IT and cybersecurity professionals should resolve now to gear up for accelerated change and complexity in 2014, especially in cybersecurity, data privacy and big data, according to non-profit ISACA, to ring in the New Year securely.
"The pace of change expected in 2014 will put incredible pressure on technology professionals in the workplace with a focus on keeping IT risk in check while at the same time delivering value to the business," said Bhavesh Bhagat, CEO of EnCrisp, co-founder of Confident Governance and member of ISACA's new emerging business and technology committee.
ISACA, that provides guidance to help business and IT leaders maximise value and manage risk related to information and technology, has predicted on certain areas businesses should be preparing for in 2014.
It has asked businesses to prepare for privacy 2.0 as attitudes towards data privacy are unlikely to reach a consensus in 2014. Instead, be prepared to accommodate both those with little expectation of privacy and those who view their personal data as currency and want to control how that currency is spent, it said.
Slim down big data: Explosive data volumes were the No. 1 issue posed by big data in ISACA's 2013 IT Risk/Reward Barometer. Unmanageable data creates redundancies and is difficult to secure, it said.
ISACA has also asked businesses to eliminate the excess data and consolidate what remains, to promote sharing and protect using better controls.
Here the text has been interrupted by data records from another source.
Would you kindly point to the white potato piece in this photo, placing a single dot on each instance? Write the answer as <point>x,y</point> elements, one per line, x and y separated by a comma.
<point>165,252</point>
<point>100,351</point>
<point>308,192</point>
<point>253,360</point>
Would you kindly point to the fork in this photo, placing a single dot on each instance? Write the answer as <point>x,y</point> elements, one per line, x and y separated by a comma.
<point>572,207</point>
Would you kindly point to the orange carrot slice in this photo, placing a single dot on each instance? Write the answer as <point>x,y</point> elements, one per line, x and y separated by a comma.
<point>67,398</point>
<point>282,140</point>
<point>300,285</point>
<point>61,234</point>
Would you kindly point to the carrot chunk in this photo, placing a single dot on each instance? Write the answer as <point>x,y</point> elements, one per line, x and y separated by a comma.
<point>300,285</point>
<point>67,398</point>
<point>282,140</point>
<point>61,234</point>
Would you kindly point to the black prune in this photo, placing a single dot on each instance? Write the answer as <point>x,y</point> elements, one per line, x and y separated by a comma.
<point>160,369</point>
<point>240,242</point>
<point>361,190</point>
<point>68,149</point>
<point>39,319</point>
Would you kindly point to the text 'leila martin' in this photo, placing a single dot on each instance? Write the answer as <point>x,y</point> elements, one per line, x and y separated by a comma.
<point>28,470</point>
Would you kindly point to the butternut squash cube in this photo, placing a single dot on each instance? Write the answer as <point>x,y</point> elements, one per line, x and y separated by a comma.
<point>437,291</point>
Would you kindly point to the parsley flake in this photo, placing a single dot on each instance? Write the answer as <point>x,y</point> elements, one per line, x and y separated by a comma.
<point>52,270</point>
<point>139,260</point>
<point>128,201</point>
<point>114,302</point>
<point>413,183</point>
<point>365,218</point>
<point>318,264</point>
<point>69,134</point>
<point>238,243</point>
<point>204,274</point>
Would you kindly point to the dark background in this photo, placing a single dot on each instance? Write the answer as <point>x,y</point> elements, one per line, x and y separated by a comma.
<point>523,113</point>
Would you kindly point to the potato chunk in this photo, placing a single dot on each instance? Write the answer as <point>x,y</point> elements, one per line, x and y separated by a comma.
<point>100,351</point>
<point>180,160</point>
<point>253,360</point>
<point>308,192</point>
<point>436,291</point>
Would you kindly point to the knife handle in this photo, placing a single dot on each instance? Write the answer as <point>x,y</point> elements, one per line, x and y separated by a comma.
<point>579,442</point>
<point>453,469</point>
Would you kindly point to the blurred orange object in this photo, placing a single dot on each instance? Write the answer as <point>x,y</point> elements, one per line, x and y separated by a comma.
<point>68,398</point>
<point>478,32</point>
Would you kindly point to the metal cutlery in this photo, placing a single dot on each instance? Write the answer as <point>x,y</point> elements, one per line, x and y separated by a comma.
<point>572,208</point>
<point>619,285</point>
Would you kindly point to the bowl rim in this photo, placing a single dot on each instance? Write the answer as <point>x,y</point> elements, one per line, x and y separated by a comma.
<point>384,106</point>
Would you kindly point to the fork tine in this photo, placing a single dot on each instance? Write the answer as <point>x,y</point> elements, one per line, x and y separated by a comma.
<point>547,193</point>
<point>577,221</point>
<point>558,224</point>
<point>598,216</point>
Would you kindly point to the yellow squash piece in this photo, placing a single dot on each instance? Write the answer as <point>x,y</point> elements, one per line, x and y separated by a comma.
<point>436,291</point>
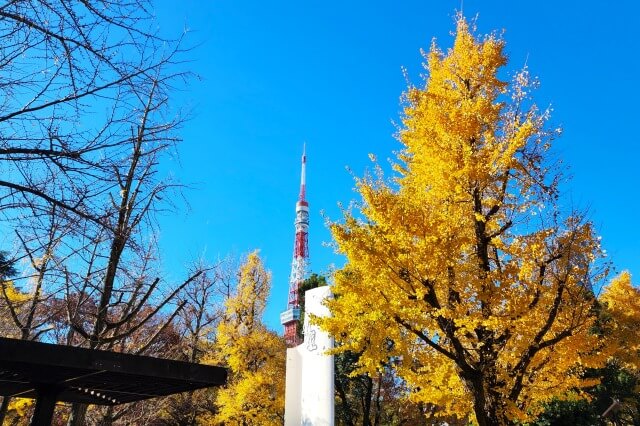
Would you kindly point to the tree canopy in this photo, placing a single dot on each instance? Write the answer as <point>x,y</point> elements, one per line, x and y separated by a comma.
<point>462,267</point>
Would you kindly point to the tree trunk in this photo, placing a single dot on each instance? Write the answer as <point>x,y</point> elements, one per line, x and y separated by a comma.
<point>486,404</point>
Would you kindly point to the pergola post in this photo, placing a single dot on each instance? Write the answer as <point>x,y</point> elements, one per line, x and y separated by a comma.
<point>46,397</point>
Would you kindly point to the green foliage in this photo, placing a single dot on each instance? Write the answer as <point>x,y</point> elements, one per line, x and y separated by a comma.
<point>616,384</point>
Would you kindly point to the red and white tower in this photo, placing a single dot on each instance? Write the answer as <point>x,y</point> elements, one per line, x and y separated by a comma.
<point>290,317</point>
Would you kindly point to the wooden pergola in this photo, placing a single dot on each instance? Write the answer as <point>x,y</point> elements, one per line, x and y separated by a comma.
<point>50,373</point>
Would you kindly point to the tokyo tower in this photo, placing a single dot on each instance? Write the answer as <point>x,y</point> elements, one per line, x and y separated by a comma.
<point>289,318</point>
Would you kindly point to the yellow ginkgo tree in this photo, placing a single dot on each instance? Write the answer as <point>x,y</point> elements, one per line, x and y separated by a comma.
<point>254,355</point>
<point>622,306</point>
<point>462,268</point>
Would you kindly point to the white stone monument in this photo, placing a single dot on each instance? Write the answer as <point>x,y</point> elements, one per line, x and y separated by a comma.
<point>309,392</point>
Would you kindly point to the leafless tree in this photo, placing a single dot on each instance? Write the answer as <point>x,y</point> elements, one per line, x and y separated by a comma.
<point>84,121</point>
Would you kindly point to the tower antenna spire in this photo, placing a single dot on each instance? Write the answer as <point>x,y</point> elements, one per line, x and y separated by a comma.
<point>303,173</point>
<point>289,318</point>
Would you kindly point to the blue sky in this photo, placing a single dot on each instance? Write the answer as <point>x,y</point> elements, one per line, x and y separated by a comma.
<point>275,74</point>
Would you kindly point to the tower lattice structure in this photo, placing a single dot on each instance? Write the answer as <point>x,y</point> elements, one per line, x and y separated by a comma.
<point>290,317</point>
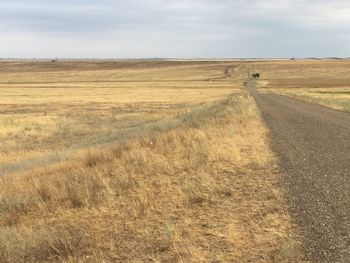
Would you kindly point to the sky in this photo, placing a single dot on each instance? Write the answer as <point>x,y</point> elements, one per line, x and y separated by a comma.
<point>174,28</point>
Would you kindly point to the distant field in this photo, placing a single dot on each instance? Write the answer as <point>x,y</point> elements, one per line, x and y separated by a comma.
<point>134,162</point>
<point>324,82</point>
<point>50,111</point>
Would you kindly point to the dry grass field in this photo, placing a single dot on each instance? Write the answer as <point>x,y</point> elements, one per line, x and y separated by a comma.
<point>324,82</point>
<point>137,162</point>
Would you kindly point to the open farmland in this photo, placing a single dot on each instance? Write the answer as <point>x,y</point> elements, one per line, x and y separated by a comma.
<point>324,82</point>
<point>48,114</point>
<point>135,162</point>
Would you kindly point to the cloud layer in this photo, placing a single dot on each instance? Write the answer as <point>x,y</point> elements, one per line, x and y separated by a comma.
<point>182,28</point>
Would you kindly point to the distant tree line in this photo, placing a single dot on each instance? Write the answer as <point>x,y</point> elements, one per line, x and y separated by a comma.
<point>256,75</point>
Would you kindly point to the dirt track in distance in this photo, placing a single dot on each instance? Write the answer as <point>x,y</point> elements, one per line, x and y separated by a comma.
<point>313,145</point>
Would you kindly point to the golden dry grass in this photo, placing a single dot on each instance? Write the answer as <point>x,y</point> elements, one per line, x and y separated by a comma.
<point>324,82</point>
<point>196,183</point>
<point>85,105</point>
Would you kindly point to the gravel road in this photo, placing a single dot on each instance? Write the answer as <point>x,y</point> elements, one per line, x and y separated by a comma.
<point>313,146</point>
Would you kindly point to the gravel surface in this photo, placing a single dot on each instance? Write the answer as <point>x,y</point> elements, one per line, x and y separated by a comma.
<point>313,146</point>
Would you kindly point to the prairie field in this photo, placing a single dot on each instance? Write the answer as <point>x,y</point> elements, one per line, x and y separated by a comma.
<point>324,82</point>
<point>156,161</point>
<point>135,162</point>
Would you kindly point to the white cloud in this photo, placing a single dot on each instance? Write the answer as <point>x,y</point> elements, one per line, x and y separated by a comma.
<point>155,28</point>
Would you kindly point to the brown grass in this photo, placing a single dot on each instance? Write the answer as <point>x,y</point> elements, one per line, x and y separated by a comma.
<point>324,82</point>
<point>196,185</point>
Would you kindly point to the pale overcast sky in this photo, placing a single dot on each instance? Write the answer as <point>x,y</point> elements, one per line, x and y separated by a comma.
<point>179,28</point>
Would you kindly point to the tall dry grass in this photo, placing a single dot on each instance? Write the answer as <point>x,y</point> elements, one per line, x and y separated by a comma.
<point>202,186</point>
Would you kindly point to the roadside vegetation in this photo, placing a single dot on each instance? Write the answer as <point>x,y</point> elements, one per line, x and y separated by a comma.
<point>197,184</point>
<point>324,82</point>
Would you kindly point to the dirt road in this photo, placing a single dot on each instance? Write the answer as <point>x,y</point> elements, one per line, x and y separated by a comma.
<point>313,145</point>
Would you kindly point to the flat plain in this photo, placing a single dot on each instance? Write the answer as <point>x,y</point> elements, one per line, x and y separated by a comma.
<point>137,161</point>
<point>171,161</point>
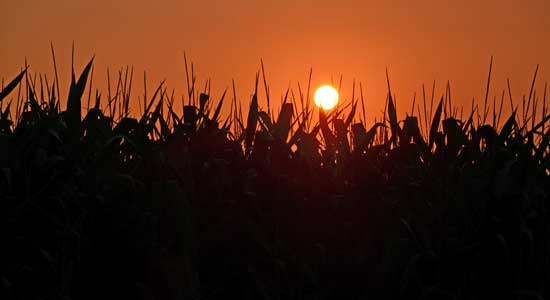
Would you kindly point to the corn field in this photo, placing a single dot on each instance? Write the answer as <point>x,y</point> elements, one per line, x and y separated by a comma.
<point>287,202</point>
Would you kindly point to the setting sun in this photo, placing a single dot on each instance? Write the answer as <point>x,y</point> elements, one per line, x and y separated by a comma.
<point>326,97</point>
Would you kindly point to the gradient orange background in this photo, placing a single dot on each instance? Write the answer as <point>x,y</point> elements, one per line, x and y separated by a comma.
<point>418,41</point>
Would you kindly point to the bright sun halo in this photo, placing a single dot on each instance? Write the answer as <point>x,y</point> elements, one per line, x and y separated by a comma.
<point>326,97</point>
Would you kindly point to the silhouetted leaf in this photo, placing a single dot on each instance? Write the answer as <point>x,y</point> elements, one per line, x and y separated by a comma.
<point>8,88</point>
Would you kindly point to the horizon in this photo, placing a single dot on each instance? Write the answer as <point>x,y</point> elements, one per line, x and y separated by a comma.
<point>417,46</point>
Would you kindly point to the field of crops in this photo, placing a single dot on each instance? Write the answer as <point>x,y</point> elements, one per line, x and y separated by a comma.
<point>282,202</point>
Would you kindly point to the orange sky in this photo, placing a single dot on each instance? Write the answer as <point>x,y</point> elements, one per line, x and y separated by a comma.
<point>418,41</point>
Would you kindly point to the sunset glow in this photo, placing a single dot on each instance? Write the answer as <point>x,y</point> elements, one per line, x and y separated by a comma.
<point>326,97</point>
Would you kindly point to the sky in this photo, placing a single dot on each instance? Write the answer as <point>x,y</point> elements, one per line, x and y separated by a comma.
<point>416,41</point>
Plan to compete for cybersecurity and data analytics experts: The need for smart analytics people and cybersecurity defenders with the right certifications is only going to grow in 2014.
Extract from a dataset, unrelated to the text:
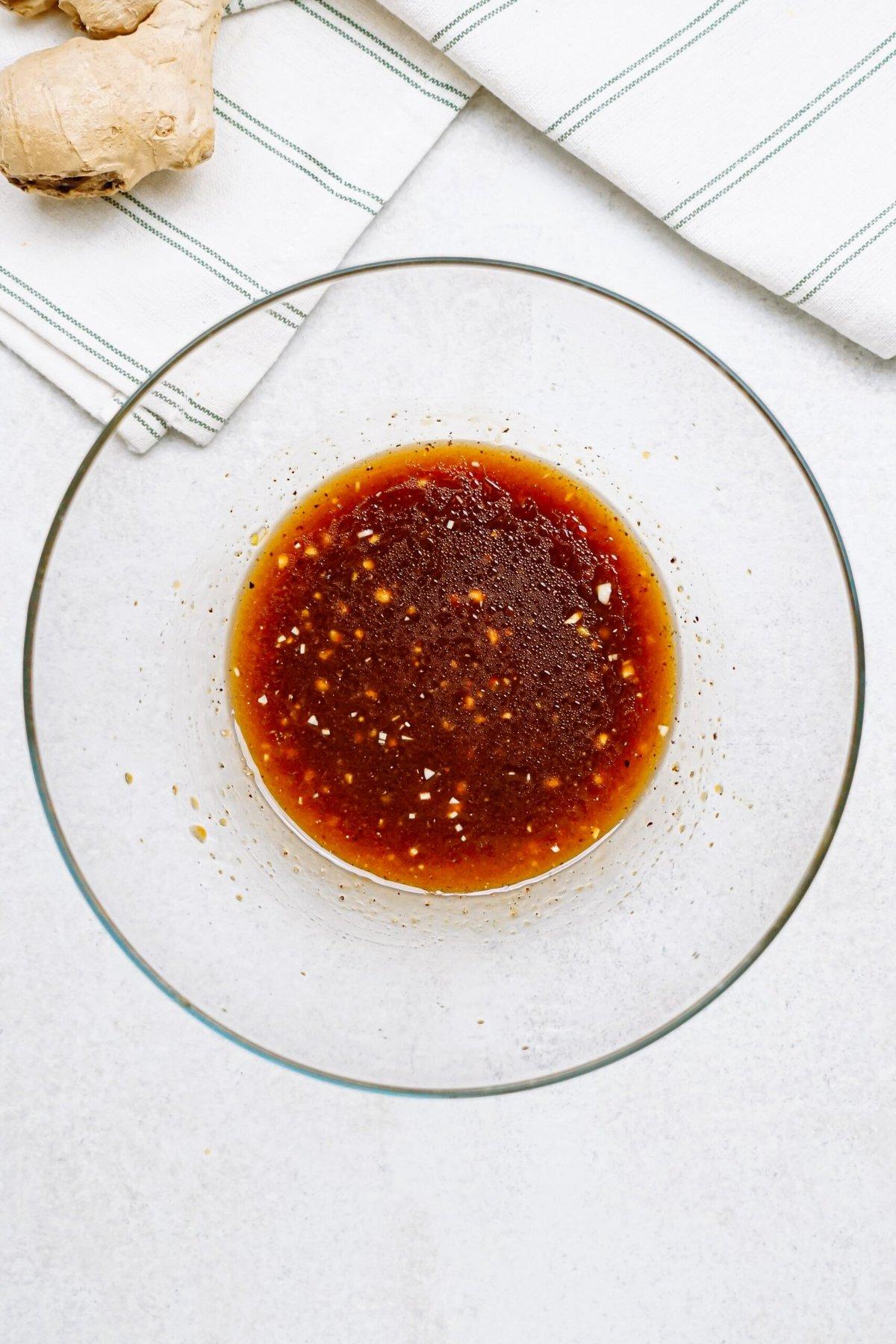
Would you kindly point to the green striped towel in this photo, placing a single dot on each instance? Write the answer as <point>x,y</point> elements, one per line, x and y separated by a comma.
<point>321,112</point>
<point>759,129</point>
It said businesses that plan on hiring during the new year need to make sure their compensation package and job descriptions are competitive.
Rethink how your enterprise is using your information security experts: With some elements of IT security operational responsibility (including malware detection, event analysis and control operation) increasingly being outsourced to cloud providers, smart leaders are enabling their internal security experts to become hunters instead of just defenders.
This allows them to proactively seek out the most hard- to-detect threats, build internal intelligence capabilities, construct better metrics and invest in operational risk analysis.
Ramp up for the Internet of (even more) Things: With past research showing 50 billion devices expected to be connected to the Internet by 2020, start working now on a policy governing connected devices, if your enterprise does not have one now, it said.